Having a strong credit history can help students apply for loans or credit, get an apartment or even land a job. Students who start now can establish strong credit for long-term benefits.
Student credit cards can be a powerful tool in the college student’s credit arsenal. Here’s how student credit cards work.
How Student Credit Cards Work
Student credit cards work just like traditional credit cards: they can be used to make purchases up to an established credit limit, and purchases that aren’t paid off quickly accrue interest charges. Credit card activity is reported to the credit bureaus in the cardholder’s name, which can positively impact students’ credit history over time.
Students with a limited credit history can have an easier time qualifying for a student card than a traditional card, but approval isn’t guaranteed. Typically, the student needs to pass a credit check and prove they are currently enrolled in college; applicants under 21 must show proof of income to pay their bill.
Benefits Provide Additional Value
Some cards offer additional benefits that can be valuable to the cash-strapped student. Some cards earn cash back on purchases with additional rewards for specific categories like gas or restaurants. Some cards offer additional cash back or statement credits when students maintain a good grade-point average. Low introductory interest rates can help students avoid interest on purchases or balance transfers for a limited time.
When evaluating cards, students shouldn’t forget to look at annual fees, interest rates and other costs. Ideally, they should avoid unnecessary fees and find the lowest interest rate they can.

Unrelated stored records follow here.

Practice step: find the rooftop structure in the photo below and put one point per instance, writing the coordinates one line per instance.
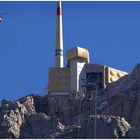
(79, 75)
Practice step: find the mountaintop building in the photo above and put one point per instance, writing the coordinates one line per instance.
(79, 74)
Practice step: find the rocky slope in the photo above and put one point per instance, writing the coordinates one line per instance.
(73, 116)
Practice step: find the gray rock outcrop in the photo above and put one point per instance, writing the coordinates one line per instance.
(72, 116)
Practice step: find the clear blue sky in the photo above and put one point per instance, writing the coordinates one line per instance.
(109, 30)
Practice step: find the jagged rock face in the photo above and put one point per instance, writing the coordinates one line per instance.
(37, 117)
(12, 116)
(40, 126)
(106, 127)
(124, 97)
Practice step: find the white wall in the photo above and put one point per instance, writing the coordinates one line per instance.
(76, 66)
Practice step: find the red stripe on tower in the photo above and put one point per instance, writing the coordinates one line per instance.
(59, 10)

Using the Card Responsibly
The most important thing students can do is pay their credit card bill on time. This helps establish a record of timely payments, which is important for credit. After a period of timely payments, cardholders may be able to transition to a traditional credit card or raise their credit limit.
Ideally, cardholders should pay off their entire credit card balance every month, avoiding interest charges and accumulated debt. A low balance also can avoid a high credit utilization rate, which can negatively impact credit.
If you have trouble with money or paying your bills on time, hold off on getting a credit card for now. Using a card irresponsibly can get you into hot water and leave your credit worse off than when you started.